“Obviously. I haven’t hung out with you under this tree for the last few weeks so I can know you less well.”
Looking back at her, he said, “It’s not like I have a weird kink like a foot fetish. I mean, I’m different.”
“Again,” she said, smiling, “obviously.”
“I live in. . . a house.” His words came out heavy as marble.
Her eyes narrowed as she considered him and he realized with a small laugh what he’d just said. Huffing out a breath, he dug both hands into his hair. “No. Right. Everyone lives in a house of some sort. It’s just that my house is different.”
“You mean because of the patchwork?” she asked, eyebrows lifted hopefully.
“No.” But then he understood her meaning, the way House came together on the outside. He was so used to seeing it that way and knowing each individual part just as that—individual—that he’d stopped noticing how it appeared so heavily seamed, so awkwardly plugged together. “Yes, actually. I mean, the reason it looks like that is the same reason you wear those little skirts and I wear jeans and boots.”

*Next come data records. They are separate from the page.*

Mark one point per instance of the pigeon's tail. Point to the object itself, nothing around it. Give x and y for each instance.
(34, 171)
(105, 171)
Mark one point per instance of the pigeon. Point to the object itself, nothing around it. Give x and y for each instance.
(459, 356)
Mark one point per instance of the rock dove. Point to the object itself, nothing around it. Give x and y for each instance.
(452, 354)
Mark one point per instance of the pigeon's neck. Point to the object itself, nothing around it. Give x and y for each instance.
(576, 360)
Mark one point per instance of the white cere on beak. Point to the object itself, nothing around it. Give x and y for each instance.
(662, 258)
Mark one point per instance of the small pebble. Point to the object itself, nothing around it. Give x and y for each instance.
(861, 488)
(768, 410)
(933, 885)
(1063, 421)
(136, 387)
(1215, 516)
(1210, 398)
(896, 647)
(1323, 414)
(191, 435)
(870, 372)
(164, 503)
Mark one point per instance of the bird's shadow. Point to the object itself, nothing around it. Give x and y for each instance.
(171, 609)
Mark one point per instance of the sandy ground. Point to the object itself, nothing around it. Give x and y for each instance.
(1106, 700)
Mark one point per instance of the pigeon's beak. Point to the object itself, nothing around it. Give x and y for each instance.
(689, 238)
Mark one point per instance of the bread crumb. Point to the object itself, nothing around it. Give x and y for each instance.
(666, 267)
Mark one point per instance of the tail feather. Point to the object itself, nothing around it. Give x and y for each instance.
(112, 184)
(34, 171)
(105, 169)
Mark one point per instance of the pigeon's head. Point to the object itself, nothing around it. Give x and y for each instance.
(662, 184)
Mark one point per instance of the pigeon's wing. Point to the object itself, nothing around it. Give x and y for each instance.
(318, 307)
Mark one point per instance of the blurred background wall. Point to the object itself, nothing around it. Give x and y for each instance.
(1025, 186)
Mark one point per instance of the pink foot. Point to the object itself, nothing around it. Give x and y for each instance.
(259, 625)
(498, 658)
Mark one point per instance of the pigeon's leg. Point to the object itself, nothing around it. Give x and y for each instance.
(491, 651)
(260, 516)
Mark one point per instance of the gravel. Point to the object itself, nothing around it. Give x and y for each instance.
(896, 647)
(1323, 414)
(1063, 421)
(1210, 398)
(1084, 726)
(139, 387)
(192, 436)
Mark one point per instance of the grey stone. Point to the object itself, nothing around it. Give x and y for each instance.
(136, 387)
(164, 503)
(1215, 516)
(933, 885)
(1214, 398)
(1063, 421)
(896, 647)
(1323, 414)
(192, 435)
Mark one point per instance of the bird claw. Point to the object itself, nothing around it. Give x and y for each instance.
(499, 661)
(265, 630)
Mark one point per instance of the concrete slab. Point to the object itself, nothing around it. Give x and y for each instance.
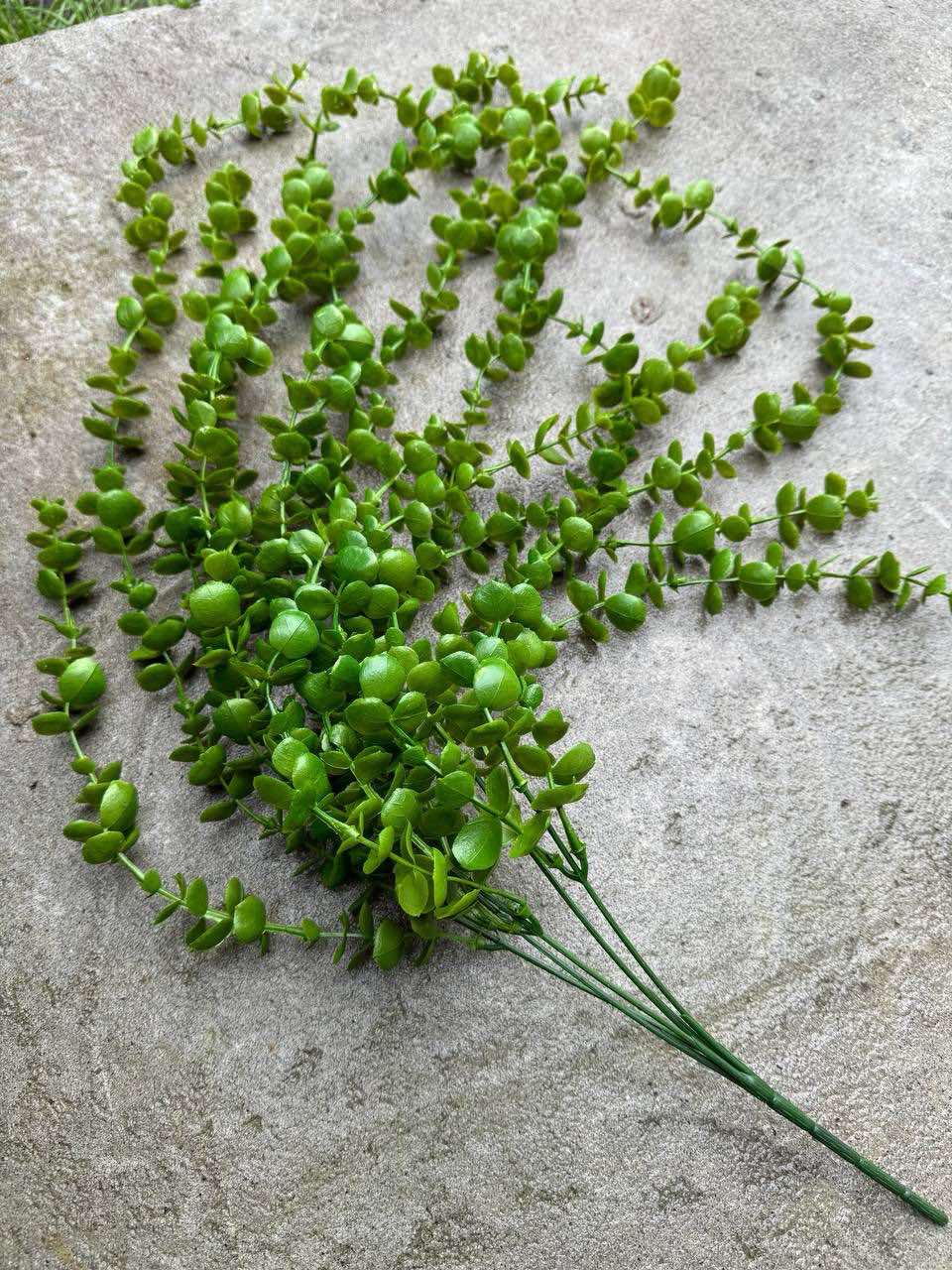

“Like, every room is decorated a different way,” she said, smiling that she seemed to be following. Except she wasn’t. The rooms weren’t decorated a certain way; they were a certain way.
“No, Delilah. The house, and everything inside it, is unique. Everything has its own style, because everything in the house is alive.”
Delilah laughed, clearly disbelieving. “Okay, Gavin. Sure.”
Blinking away, Gavin took a deep breath and considered his options. He could laugh it off, too, pretend that he was making a joke. But that would mean nothing else between him and Delilah could move forward. He wouldn’t really be able to be himself with her the way he suspected he would want to be. . . or maybe already did.
Or, he could try to make her believe.
“I realize how this sounds,” he started. “But I wouldn’t lie to you, or tell you this to mock you somehow.” Gavin looked back at her, his eyes tripping on a strand of hair blown across her face, stuck to her lip. Without thinking, he gently urged it away with a long finger. “I’ve always been a bit of an outsider, you know, but given how I was raised, how could it have gone differently? My first day of kindergarten, there wasn’t a parent walking me there but a tricycle that squeaked down the street next to me. Not with me on it. Next to me. It sat outside my classroom until I was ready to go home and then walked me all the way back. I hadn’t even known what school was until the moment I saw the other kids playing and understood I was supposed to go too. But even then, when I was five, I knew not to tell anyone. I knew to put my hand on the handle so it would look like I was leading it and not the other way around.”
Delilah looked like she might silently blink herself into a faint.
“And when I got home that day,” he continued, “there was a snack on the kitchen table and a new Lego set—a present, okay? For getting through my first day. Until I was in the third grade, something from the house would take me to school. The tricycle or a wagon or even a small toy that grew warm in my hand, like it was reassuring me. The house has a way of slipping into things that are inanimate. It takes care of me. It always has.”
She seemed to try to make a few sounds before anything came out. “Slipping into. . . what?”
“I don’t know what it is, really,” he admitted, and when he looked at her incredulous expression, he wanted to tell her how many times he’d tried to puzzle it out, too. Was it spirits? Some sort of spell? Was it just. . . magic? In any case, it was his reality, his family, his life. “Things inside House can come alive in a way that I don’t think things anywhere else can. When an object is inside House. . . it can be alive.”